Vienna, Austria – Human trafficking for forced labor might be a greater problem than the more widely known problem of trafficking for sexual exploitation, says Kristiina Kangaspunta, the chief of the Anti-Human Trafficking Unit for the U.N. Office on Drugs and Crime (UNODC)
“We don’t know that much about forced labor issues,” she acknowledged in an April 26 interview withUSINFO. “We don’t know, but it seems that it might be that forced labor is a bigger part of the human trafficking than human trafficking for sexual exploitation.” She cited an enormous number of places that could absorb the forced labor of men, women and children: restaurants, hotels, bars, agriculture, domestic and construction work.

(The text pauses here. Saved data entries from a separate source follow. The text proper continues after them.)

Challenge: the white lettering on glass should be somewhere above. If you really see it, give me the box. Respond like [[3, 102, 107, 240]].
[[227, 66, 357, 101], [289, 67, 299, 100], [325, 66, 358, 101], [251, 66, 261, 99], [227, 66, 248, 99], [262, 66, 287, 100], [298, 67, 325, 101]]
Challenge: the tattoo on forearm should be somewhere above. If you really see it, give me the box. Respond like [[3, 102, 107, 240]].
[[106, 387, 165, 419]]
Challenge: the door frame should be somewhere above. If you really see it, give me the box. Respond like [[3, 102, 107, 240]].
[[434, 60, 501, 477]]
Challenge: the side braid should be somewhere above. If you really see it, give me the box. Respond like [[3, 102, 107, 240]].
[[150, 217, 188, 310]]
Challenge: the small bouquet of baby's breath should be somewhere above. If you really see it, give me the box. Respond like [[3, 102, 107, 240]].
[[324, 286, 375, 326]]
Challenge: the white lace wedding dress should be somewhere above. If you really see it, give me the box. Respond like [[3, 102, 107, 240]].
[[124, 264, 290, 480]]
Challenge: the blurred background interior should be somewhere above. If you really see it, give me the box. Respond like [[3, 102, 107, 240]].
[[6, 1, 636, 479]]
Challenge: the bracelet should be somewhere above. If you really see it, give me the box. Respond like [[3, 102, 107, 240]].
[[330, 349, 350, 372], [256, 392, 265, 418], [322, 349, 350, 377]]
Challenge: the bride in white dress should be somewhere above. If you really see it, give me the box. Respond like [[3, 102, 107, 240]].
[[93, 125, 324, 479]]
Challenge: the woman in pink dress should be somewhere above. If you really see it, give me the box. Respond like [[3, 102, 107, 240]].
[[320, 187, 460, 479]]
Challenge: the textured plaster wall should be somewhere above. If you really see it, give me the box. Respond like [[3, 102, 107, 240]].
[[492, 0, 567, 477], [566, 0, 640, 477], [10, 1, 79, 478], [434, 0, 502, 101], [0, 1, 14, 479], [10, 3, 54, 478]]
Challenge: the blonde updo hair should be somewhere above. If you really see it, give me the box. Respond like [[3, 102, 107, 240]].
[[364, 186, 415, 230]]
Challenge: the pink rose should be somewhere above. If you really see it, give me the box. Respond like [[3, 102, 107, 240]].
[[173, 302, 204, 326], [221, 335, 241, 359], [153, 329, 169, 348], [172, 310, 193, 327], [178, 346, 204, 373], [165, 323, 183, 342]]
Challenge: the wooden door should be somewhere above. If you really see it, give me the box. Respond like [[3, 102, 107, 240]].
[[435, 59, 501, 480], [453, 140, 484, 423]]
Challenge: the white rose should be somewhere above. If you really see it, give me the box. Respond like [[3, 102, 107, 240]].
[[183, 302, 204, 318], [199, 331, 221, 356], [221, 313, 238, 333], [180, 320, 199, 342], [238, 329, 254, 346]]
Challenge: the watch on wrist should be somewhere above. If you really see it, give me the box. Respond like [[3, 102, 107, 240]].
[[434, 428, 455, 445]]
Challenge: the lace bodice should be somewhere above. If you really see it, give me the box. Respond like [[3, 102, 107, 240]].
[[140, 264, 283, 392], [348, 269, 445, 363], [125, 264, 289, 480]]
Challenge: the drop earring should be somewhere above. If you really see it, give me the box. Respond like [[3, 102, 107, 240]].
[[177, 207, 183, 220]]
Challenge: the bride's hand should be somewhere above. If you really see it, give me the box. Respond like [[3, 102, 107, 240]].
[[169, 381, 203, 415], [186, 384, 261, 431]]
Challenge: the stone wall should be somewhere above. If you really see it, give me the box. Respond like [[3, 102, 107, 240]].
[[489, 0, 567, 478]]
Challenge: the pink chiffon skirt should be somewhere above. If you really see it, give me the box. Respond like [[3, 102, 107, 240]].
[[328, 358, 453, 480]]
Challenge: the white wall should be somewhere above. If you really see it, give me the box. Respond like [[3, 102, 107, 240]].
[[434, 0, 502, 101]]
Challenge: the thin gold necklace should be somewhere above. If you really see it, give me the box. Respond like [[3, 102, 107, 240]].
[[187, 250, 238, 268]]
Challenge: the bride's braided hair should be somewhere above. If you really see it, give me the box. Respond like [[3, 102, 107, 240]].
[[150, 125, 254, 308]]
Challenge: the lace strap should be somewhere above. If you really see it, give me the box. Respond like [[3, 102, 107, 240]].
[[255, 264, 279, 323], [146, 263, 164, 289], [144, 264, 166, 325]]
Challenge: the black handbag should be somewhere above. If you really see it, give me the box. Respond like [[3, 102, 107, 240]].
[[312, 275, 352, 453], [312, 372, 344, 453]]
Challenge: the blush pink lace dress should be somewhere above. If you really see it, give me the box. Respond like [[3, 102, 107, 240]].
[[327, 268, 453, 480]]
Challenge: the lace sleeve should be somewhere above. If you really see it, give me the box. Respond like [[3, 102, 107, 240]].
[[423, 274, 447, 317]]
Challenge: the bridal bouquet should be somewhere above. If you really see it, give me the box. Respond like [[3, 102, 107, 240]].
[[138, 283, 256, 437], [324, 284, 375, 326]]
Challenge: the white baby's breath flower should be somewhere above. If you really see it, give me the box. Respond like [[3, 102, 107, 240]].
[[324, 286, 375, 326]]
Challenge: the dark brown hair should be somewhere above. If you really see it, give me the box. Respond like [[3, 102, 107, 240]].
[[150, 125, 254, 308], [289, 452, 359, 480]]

“Our findings were that there was more sexual exploitation; but often countries have legislation that only covers sexual exploitation,” she explained. “It may be that sexual exploitation is simply reported more often.” UNODC, she added, is working closely with the International Labour Organization, which views sexual exploitation as an integral part of forced labor, to get a clearer picture of the problem.

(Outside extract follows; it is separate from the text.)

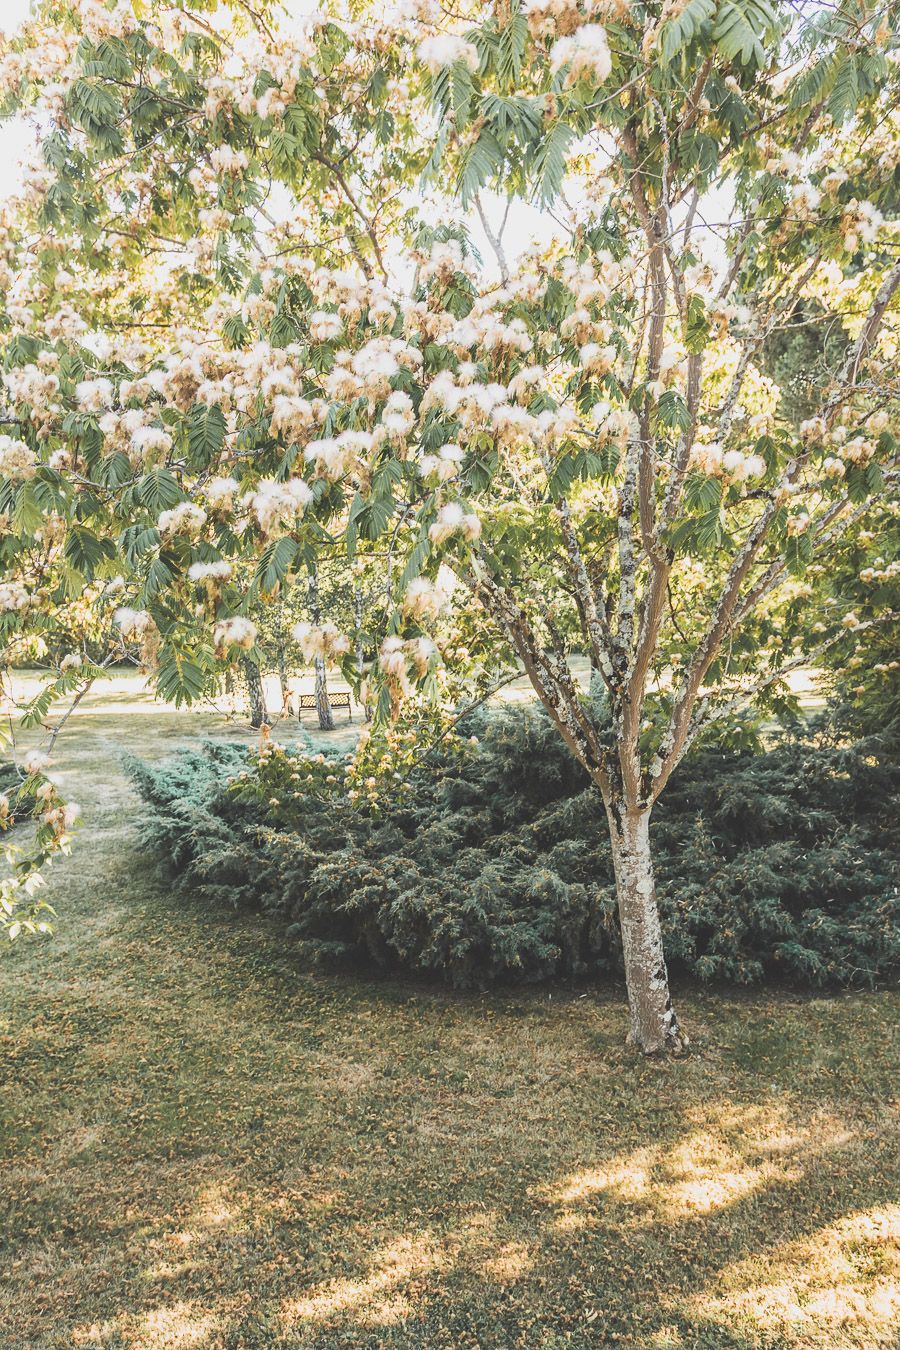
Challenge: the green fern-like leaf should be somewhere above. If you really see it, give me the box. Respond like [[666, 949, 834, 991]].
[[659, 0, 717, 61], [497, 11, 528, 86], [826, 53, 859, 124], [713, 0, 778, 67], [456, 127, 504, 206], [531, 119, 575, 206], [188, 404, 226, 466], [254, 535, 298, 593], [788, 53, 837, 110]]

Kangaspunta spoke to USINFO at the 16th session of the United Nations Commission on Crime Prevention and Criminal Justice, being held in Vienna, Austria, through April 27.

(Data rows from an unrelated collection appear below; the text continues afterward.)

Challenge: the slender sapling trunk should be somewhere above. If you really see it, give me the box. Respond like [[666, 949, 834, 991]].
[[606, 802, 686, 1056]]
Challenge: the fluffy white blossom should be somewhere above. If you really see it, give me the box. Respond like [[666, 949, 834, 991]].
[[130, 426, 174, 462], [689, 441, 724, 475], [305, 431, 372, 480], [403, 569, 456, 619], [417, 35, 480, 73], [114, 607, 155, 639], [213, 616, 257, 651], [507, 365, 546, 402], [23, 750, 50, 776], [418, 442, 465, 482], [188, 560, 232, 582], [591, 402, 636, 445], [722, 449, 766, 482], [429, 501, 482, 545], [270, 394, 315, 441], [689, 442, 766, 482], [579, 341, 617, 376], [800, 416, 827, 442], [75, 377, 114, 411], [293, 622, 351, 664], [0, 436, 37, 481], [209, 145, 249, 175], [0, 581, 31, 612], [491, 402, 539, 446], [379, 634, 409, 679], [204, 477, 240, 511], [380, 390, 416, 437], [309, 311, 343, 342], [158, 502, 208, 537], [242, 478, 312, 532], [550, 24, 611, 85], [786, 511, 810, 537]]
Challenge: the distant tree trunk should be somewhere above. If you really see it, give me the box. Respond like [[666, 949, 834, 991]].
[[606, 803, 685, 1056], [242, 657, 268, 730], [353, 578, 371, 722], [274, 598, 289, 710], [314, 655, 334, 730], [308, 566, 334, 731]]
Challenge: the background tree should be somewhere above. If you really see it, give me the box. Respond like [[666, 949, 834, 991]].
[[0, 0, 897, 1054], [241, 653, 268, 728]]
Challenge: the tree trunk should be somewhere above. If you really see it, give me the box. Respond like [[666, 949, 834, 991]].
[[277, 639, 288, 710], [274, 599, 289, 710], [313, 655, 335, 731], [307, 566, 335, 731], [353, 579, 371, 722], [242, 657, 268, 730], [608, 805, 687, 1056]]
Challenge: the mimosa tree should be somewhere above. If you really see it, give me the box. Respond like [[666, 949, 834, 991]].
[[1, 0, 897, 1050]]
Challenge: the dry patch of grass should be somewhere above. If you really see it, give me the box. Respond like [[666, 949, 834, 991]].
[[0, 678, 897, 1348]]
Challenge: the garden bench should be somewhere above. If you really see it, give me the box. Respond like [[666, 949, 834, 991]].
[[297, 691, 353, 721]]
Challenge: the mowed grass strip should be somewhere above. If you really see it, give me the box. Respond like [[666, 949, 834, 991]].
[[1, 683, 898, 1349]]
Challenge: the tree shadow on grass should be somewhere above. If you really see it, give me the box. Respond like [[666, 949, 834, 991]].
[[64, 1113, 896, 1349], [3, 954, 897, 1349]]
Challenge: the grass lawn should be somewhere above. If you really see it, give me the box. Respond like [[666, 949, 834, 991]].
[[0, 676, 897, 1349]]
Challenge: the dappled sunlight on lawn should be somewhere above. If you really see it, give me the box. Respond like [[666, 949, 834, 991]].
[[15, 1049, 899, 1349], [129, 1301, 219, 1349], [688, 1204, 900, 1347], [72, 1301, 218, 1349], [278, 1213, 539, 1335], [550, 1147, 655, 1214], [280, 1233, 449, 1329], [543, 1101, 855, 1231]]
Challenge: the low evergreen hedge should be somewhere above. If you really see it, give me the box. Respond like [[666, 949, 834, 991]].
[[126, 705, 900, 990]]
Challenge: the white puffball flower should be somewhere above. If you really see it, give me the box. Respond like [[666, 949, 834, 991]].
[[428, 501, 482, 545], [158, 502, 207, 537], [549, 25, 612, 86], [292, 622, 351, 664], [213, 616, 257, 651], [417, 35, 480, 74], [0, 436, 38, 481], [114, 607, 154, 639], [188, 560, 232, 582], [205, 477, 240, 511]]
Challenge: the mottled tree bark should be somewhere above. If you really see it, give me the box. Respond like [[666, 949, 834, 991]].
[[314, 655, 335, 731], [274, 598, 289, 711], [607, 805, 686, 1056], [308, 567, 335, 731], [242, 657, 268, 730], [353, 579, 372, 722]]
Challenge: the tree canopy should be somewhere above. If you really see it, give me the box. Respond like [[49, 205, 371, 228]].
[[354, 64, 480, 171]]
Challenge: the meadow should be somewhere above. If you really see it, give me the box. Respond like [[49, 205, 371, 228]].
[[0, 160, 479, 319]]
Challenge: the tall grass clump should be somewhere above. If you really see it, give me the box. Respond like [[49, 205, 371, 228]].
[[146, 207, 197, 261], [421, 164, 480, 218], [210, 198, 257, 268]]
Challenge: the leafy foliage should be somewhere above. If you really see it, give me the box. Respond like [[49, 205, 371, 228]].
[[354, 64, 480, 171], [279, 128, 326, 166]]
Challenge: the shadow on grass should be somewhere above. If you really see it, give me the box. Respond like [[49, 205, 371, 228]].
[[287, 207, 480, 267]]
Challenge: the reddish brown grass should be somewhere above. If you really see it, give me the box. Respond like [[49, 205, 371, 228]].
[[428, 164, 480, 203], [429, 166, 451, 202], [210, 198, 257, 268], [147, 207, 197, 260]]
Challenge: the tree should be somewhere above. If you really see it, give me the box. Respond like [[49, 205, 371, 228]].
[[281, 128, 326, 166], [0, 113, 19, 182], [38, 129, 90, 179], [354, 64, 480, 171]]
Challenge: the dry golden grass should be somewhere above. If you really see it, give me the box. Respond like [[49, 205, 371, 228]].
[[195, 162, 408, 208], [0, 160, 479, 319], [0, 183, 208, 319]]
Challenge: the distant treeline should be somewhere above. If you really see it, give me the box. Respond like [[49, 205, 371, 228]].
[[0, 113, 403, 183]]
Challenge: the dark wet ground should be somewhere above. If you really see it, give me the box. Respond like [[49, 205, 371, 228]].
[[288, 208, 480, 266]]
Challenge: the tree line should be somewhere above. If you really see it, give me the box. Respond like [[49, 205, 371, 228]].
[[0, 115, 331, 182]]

RELIABLE DATA ARE HARD TO FIND
Dealing with the problem of human trafficking depends on accurate information – a difficult commodity to find, she said.
Kangaspunta said the National Institute of Justice, the research arm of the U.S. Department of Justice, recently surveyed some 24,000 articles on human trafficking and found them wanting because of poor methodology in conducting the studies.
It took Kangaspunta’s own unit three years to conduct its first study, released in 2006, on human trafficking –Trafficking in Persons: Global Patterns -- which relied on open sources.
“Some countries could not provide us with data,” she said of the first study. “But it is also valuable information to know that they do not have the data. We can offer technical assistance to these countries.”
The UNODC’s Anti-Human Trafficking Unit is planning to undertake another study on countries that supply, receive or transit trafficking victims, this time with greater input from official sources, she said.
“Identification of victims is very important or we cannot help them,” Kangaspunta said. “At the same time, we must be able to identify traffickers, otherwise we cannot convict them.”
“One of the main questions we have is, ‘Why are there so few convictions?’ Everywhere in the world,” she said, “there are very few convictions. And of course it is a training question; it is also a question of the identification of victims, identification of cases and identification of criminals.” Existing laws, she observed, need to be enforced more strongly.
She added: “We do not have very much knowledge about it, but it seems to be that corruption is playing a large role. We’re trying to develop tools for more understanding of the link between trafficking and corruption.”